В Государевом бастионе Петропавловской крепости открылась ретроспектива Каса Оортхейса "Между адом и небом". Снимки классика голландкой фотографии, выставленные в Петербурге в рамках фестиваля "Окно в Нидерланды", рассматривала АННА ТОЛСТОВА.
Даже странно, что фотографии Каса Оортхейса (1908-1975) в СССР показывали всего один раз: в начале 1970-х его персональную выставку привозили из музея Стеделийк в Москву, Ленинград, Киев и Минск. Чтобы попасть в число любимых советским идеологическим руководством "прогрессивных западных художников", у него имелись все основания: безупречная биография и честный трудовой путь. Выходец из низов, член голландской компартии (правда, недолго) и Ассоциации рабочих фотографов, сотрудник левых и социал-демократических изданий, антифашист, герой Сопротивления. В 1944 году Оортхейс был отправлен нацистами в концлагерь за подделку удостоверений личности для евреев. Чудом выпущенный на свободу, продолжал подрывную деятельность в качестве репортера в амстердамском гетто, запечатлевал бедствия войны и будни подпольщиков для общества "Скрытая камера". Теперь по его военным фотографиям, временами кажущимся иллюстрациями к "Дневнику Анны Франк", в голландских школах изучают историю.
Активная гражданская позиция не мешала Касу Оортхейсу быть действительно выдающимся фотографом. Хотя понять это в Петропавловке практически не представляется возможным. Ту бессмысленную, стихийную, лишенную элементарных этикеток свалку из винтажных, чуть ли не авторской печати снимков (к сожалению, немногочисленных) вперемежку с компьютерными принтами скверного качества, которой консульство Королевства Нидерландов и Нидерландский фотоархив решили почтить своего знаменитого соотечественника, трудно назвать выставкой. Остается только догадываться, каков подлинный Оортхейс. А он, судя по всему, замечательный мастер, хоть и представляет собой совершенно не модный ныне тип пролетарского художника.

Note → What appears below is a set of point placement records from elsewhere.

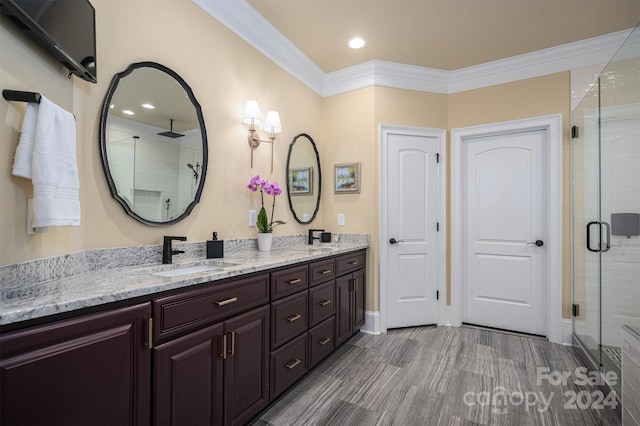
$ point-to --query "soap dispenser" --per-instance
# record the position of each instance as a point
(215, 247)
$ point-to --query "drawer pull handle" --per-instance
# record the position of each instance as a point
(293, 364)
(226, 302)
(324, 341)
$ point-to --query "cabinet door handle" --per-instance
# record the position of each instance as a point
(226, 302)
(293, 318)
(223, 355)
(293, 364)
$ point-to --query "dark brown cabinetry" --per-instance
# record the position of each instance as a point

То есть дело не только в том, что Оортхейс много снимал на "пролетарские" сюжеты: рыбаков, крестьян, рабочих, роттердамский порт и доки. Дело в том, как он все это снимал: фотографии Оортхейса ясно говорят, что подлинная красота заключена именно в таких грубых обветренных лицах и натруженных руках, что идущие с завода работяги или обед портовых грузчиков — прекраснее всех прогулок по Монпарнасу или завтраков на траве вместе взятых. И по ранним карточкам начала 1930-х видно, что его симпатии к Советскому Союзу — не столько идеологического, сколько эстетического свойства. Что идеи социализма вычитаны не в партийных брошюрках и бюллетенях, а в фотомонтажах Лисицкого, Клуциса и Родченко, в фильмах Дзиги Вертова, Пудовкина и Эйзенштейна. Что возможна столь популярная сейчас эстетика "Олимпии" Лени Рифеншталь с классическими атлетами и дискоболами, а возможна — уже подзабытая, амстердамской выставки 1936 года "Олимпиада под диктатурой" (в аббревиатуре голландского названия выставки — "De Olympiade onder dictatuur", DOOD — игра слов: dood значит "смерть"), афишу к которой делал Оортхейс. На оортхейсовском плакате на антично-распрекрасного метателя ядра, колоссом вырастающего над стадионом, как ярмо, напялена огромная свастика — надо думать, сам Лисицкий был бы в восторге от такого себе подражания.
Разумеется, глубинные корни пролетарской фотографии Оортхейса уходят не в советскую, а в местную почву. И хотя его нельзя назвать пикториалистом, он многим обязан той голландской живописной традиции конца XIX века, которая породила героических рыбаков Йозефа Израэльса и трагических "едоков картофеля" Ван Гога. Или, если брать шире, голландской художественной традиции вообще. Той, в которой чистенькие белые фартуки и чепцы рыбачек, плетущих сети, или заботливо накрытый к ужину стол являются как бы гарантией прочности миропорядка, основанного на легендарном национальном трудолюбии, закалявшемся столетиями в ежедневной борьбе с грозящим затоплением морем. Того миропорядка, разрушение которого фотограф так остро переживал в годы войны и который, видимо, внешне не слишком изменился со времен малых голландцев. Так что и у Оортхейса конькобежцы пролетают по замерзшему пруду мимо ветряной мельницы, как на картине какого-нибудь Яна ван Гойена, и аллея уходит в даль, как на главном шедевре Гоббемы. Правда, наши "вульгарные социологи" упрекали малых голландцев в буржуазности: вот, дескать, наладили конвейер по производству типовых картин. А с другой стороны посмотреть — настоящие пролетарии художественного труда.